25 October 2010 by Clark 1 Comment

In a presentation yesterday by Dr. Deborah Everhart, talking about Web 2.0 and the future of teaching and learning at Berkeley’s new Center of Next Generation of Teaching and Learning, she used the familiar mechanism of transitions from Web 1.0 to Web 2.0.     One of the transitions she described, from Buying to Self-Publishing sparked a thought. This was very much in the context of higher education, but it extends further.

For context, realize that we’re being inundated with knowledge.   One of the roles of our personal learning networks is to follow people who sort through the memes coming along and reframe them into new ideas, posts and more. People like my ITA colleagues and many others (e.g. #lrnchat instigators) are worth following (virtual mentorships) because they are essentially serving as curators for knowledge.

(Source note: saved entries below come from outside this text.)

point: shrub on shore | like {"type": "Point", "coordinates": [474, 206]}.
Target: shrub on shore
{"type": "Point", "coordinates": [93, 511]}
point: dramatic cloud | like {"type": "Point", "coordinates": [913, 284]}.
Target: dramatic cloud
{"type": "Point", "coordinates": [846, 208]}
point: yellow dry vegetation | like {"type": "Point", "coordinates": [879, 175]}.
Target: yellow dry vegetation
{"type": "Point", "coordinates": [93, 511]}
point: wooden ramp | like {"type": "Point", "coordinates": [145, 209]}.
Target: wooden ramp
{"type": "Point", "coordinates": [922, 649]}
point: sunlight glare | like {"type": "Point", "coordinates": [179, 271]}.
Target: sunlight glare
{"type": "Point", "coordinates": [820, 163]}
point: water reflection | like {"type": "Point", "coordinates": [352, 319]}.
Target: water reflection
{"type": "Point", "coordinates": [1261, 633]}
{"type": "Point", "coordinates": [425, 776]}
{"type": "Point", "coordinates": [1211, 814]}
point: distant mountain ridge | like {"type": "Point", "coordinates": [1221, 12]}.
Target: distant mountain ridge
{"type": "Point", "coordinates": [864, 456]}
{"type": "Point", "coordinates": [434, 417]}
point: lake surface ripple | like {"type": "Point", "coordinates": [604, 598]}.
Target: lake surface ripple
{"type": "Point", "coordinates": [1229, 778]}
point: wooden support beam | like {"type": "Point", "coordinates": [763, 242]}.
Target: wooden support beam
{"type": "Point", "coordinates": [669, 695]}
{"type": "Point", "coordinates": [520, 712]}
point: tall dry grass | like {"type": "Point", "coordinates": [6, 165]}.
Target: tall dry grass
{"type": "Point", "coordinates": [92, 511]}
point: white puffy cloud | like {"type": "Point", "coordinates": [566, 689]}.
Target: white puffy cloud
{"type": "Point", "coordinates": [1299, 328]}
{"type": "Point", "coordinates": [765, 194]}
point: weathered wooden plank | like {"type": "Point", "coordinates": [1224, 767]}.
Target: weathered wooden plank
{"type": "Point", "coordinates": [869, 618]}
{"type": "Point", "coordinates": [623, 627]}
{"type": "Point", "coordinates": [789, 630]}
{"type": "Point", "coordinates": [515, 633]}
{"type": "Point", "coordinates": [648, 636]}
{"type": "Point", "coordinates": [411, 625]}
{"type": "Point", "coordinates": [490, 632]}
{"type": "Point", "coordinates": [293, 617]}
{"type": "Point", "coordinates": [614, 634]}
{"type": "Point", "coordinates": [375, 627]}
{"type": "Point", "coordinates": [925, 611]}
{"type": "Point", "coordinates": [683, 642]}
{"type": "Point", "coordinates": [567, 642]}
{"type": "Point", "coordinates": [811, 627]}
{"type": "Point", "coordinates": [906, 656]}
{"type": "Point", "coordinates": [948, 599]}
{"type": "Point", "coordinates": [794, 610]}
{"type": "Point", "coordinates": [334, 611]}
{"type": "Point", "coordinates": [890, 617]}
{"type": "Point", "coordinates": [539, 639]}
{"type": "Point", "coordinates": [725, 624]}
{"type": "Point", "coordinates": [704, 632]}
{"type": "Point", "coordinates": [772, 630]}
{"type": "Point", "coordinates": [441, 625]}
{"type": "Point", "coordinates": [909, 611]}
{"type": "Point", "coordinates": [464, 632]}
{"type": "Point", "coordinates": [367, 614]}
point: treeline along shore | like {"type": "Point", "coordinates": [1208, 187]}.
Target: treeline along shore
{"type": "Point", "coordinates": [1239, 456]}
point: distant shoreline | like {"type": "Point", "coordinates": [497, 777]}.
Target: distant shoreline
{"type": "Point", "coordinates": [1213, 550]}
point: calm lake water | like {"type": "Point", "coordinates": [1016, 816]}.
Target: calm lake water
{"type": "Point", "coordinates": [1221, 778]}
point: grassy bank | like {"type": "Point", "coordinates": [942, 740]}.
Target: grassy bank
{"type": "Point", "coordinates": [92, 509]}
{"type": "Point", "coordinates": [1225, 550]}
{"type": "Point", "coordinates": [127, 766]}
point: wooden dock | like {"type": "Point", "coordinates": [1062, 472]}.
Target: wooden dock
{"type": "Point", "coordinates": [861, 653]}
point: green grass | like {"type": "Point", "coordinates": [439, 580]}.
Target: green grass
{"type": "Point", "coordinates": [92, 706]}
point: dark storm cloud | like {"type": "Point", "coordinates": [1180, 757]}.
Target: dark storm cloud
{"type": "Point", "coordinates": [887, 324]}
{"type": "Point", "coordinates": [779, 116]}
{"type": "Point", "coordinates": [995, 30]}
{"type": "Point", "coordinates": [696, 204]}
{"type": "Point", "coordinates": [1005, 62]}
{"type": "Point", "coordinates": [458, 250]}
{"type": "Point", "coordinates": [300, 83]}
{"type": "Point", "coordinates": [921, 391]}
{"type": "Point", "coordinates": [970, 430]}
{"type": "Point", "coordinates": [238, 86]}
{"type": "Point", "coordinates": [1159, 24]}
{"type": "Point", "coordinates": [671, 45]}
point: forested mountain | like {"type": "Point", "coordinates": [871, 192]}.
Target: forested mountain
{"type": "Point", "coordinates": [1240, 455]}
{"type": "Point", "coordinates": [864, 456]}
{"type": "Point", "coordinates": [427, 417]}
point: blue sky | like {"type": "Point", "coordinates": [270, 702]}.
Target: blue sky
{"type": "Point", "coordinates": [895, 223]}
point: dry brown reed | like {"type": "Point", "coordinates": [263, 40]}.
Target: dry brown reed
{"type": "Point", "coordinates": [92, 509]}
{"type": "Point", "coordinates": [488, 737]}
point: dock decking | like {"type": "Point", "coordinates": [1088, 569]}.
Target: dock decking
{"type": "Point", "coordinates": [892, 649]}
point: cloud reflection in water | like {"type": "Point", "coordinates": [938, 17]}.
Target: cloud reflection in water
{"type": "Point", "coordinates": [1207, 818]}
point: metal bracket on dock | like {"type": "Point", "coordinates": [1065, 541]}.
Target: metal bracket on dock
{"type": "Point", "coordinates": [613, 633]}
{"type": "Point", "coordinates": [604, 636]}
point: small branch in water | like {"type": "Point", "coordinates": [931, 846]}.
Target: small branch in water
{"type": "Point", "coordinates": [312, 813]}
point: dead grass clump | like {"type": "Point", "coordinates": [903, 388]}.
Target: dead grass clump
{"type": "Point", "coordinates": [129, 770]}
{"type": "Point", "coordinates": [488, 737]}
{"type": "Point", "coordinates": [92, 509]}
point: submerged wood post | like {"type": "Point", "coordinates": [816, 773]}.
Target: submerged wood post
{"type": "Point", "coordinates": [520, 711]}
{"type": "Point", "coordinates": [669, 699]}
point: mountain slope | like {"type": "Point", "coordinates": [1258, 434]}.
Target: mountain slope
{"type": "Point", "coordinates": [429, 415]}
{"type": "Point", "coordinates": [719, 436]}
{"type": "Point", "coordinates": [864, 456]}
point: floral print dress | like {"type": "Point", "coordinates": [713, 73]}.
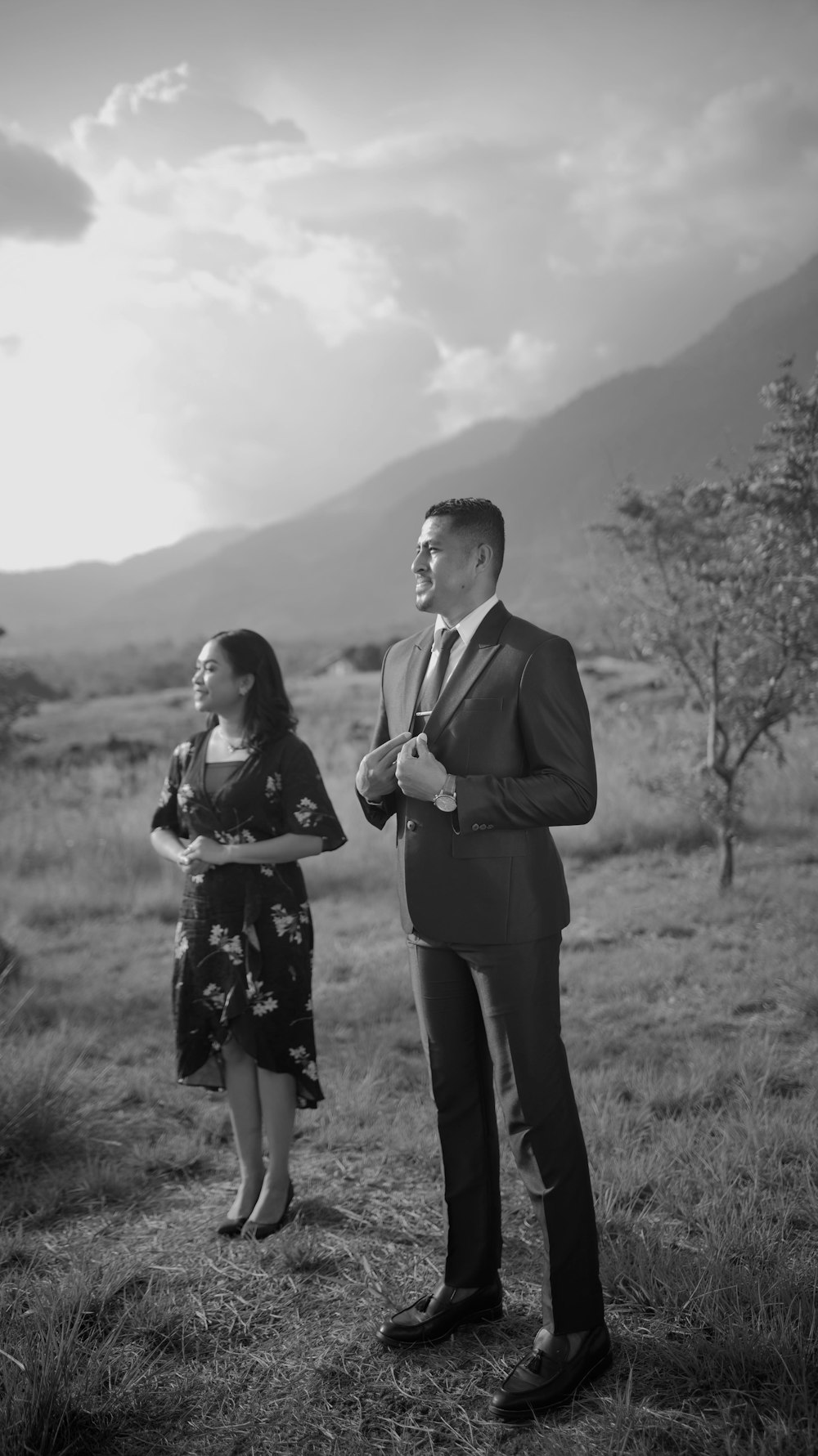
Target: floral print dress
{"type": "Point", "coordinates": [242, 963]}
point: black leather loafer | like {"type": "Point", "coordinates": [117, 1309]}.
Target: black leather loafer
{"type": "Point", "coordinates": [416, 1327]}
{"type": "Point", "coordinates": [542, 1381]}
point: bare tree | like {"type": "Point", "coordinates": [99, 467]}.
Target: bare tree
{"type": "Point", "coordinates": [724, 585]}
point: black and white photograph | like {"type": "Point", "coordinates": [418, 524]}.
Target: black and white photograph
{"type": "Point", "coordinates": [409, 727]}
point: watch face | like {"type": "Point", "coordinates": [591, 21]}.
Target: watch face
{"type": "Point", "coordinates": [447, 803]}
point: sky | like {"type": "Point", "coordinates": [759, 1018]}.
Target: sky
{"type": "Point", "coordinates": [254, 249]}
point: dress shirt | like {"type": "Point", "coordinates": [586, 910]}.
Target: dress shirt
{"type": "Point", "coordinates": [465, 631]}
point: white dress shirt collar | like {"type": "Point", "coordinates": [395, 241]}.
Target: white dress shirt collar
{"type": "Point", "coordinates": [470, 624]}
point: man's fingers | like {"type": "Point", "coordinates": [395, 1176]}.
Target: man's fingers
{"type": "Point", "coordinates": [391, 747]}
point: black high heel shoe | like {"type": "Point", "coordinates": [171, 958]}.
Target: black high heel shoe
{"type": "Point", "coordinates": [263, 1230]}
{"type": "Point", "coordinates": [231, 1228]}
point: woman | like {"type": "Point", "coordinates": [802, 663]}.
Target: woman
{"type": "Point", "coordinates": [242, 803]}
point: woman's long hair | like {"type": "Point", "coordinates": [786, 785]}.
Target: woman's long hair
{"type": "Point", "coordinates": [268, 712]}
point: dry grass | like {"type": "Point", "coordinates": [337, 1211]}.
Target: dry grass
{"type": "Point", "coordinates": [691, 1021]}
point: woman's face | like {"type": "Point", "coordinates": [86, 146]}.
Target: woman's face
{"type": "Point", "coordinates": [216, 689]}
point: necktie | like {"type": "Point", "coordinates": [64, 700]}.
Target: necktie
{"type": "Point", "coordinates": [434, 683]}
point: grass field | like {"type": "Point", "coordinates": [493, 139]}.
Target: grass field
{"type": "Point", "coordinates": [691, 1023]}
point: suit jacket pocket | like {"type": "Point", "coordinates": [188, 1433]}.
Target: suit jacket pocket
{"type": "Point", "coordinates": [490, 844]}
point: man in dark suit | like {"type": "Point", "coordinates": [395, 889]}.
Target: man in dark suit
{"type": "Point", "coordinates": [482, 744]}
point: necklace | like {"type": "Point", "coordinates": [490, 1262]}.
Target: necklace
{"type": "Point", "coordinates": [231, 747]}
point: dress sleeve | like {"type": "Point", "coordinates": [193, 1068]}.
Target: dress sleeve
{"type": "Point", "coordinates": [305, 800]}
{"type": "Point", "coordinates": [167, 814]}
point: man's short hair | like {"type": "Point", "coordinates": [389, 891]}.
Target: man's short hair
{"type": "Point", "coordinates": [482, 520]}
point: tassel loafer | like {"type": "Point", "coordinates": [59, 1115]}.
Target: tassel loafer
{"type": "Point", "coordinates": [546, 1379]}
{"type": "Point", "coordinates": [419, 1325]}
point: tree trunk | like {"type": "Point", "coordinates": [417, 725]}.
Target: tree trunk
{"type": "Point", "coordinates": [726, 839]}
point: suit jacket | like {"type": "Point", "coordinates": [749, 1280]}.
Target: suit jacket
{"type": "Point", "coordinates": [512, 725]}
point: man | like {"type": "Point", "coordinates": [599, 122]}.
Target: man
{"type": "Point", "coordinates": [483, 743]}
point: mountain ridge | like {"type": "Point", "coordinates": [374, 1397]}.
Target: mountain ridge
{"type": "Point", "coordinates": [342, 568]}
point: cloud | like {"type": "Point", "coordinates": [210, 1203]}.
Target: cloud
{"type": "Point", "coordinates": [477, 383]}
{"type": "Point", "coordinates": [41, 199]}
{"type": "Point", "coordinates": [741, 173]}
{"type": "Point", "coordinates": [174, 117]}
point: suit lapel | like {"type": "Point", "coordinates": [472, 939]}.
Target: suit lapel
{"type": "Point", "coordinates": [415, 674]}
{"type": "Point", "coordinates": [480, 651]}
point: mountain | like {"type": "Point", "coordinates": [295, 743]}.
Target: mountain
{"type": "Point", "coordinates": [43, 602]}
{"type": "Point", "coordinates": [342, 568]}
{"type": "Point", "coordinates": [93, 603]}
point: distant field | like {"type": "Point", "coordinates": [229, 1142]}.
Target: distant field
{"type": "Point", "coordinates": [691, 1023]}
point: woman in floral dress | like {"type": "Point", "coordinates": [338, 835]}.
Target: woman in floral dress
{"type": "Point", "coordinates": [242, 803]}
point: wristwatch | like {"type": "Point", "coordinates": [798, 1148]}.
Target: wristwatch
{"type": "Point", "coordinates": [447, 798]}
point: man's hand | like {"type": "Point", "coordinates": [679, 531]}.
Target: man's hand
{"type": "Point", "coordinates": [420, 775]}
{"type": "Point", "coordinates": [375, 775]}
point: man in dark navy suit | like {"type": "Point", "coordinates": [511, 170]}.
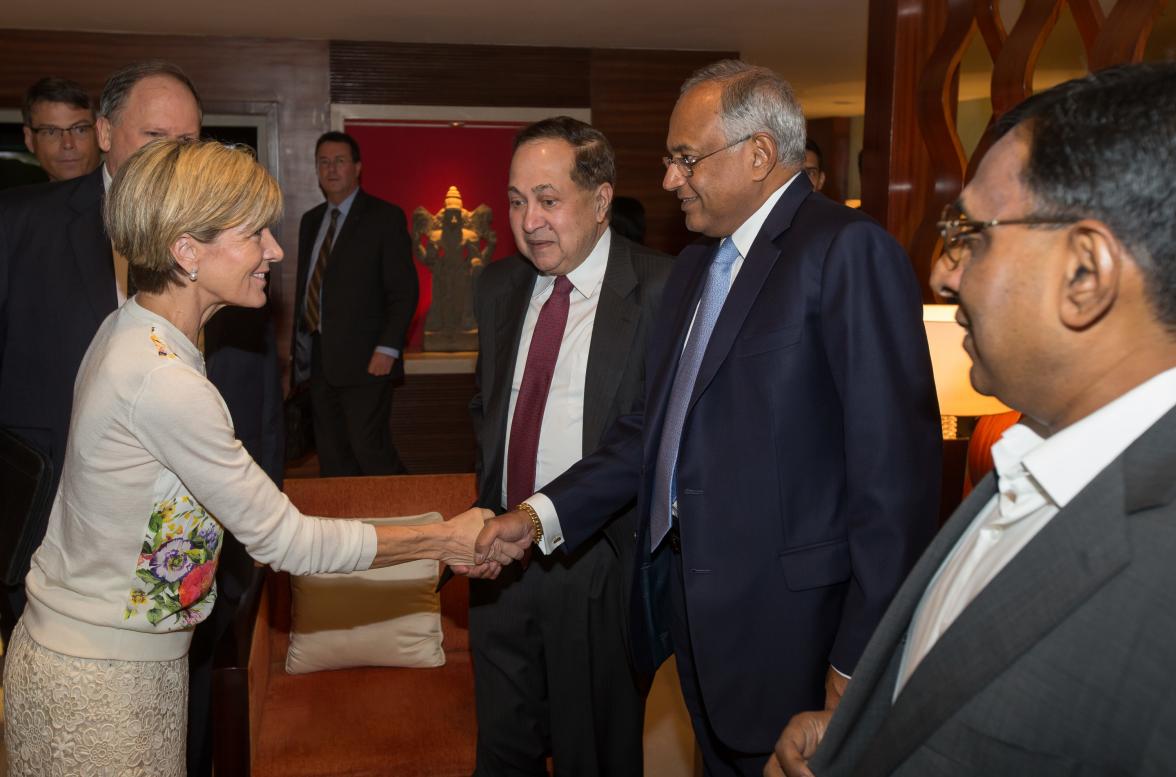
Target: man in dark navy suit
{"type": "Point", "coordinates": [787, 459]}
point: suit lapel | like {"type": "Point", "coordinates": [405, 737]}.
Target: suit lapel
{"type": "Point", "coordinates": [756, 267]}
{"type": "Point", "coordinates": [351, 227]}
{"type": "Point", "coordinates": [509, 310]}
{"type": "Point", "coordinates": [660, 377]}
{"type": "Point", "coordinates": [869, 691]}
{"type": "Point", "coordinates": [93, 256]}
{"type": "Point", "coordinates": [1081, 549]}
{"type": "Point", "coordinates": [612, 337]}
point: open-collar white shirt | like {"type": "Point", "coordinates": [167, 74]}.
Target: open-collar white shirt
{"type": "Point", "coordinates": [1036, 479]}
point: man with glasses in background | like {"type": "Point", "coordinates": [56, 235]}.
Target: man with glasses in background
{"type": "Point", "coordinates": [59, 128]}
{"type": "Point", "coordinates": [787, 460]}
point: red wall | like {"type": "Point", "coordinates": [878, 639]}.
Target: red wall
{"type": "Point", "coordinates": [414, 165]}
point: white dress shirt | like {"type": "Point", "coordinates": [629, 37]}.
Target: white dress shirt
{"type": "Point", "coordinates": [1035, 480]}
{"type": "Point", "coordinates": [561, 434]}
{"type": "Point", "coordinates": [744, 236]}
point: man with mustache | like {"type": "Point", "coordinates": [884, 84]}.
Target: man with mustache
{"type": "Point", "coordinates": [1035, 635]}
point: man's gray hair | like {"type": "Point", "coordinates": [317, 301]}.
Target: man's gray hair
{"type": "Point", "coordinates": [755, 99]}
{"type": "Point", "coordinates": [121, 81]}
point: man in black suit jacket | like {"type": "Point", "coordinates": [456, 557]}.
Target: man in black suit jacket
{"type": "Point", "coordinates": [1035, 636]}
{"type": "Point", "coordinates": [552, 671]}
{"type": "Point", "coordinates": [356, 295]}
{"type": "Point", "coordinates": [786, 460]}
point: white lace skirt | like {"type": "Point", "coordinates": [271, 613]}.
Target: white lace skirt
{"type": "Point", "coordinates": [67, 716]}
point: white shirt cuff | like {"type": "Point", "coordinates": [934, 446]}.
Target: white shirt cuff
{"type": "Point", "coordinates": [388, 352]}
{"type": "Point", "coordinates": [553, 535]}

So these people are self-publishing.   In higher education, we think of authors of textbooks, although in a sense they’re curating knowledge as well. And we’re seeing movements where teams are beginning to author texts, not just for publishers but in open access contexts as well.   If we extend this, communities are, increasingly, similarly curating information.

And, really, they’re co-curating. Wikipedia ends up being the ultimate co-curated body of knowledge.   It’s co-creation, but because it’s pulling together bits of knowledge from other places. In the case of innovation, where experts are solving new problems, that’s co-creation, but capturing resources around topics and combining them is a combination of curation and creation, co-curation.

I note that this is not a new term, as librarians have been apparently using it for a while, but I think it’s an important concept in the overall context of learning together; co-creating libraries (have you ever received a request for the books you think are most critical for X :) of resources and references.   It’s a part of the larger picture of creating personal learning environments, personal learning networks, and personal knowledge management.

When I reflect on the fabulous learning that comes from my networks (such as those listed above and ITFORUM), I am really really grateful to those who contribute so that we all learn together. Thanks!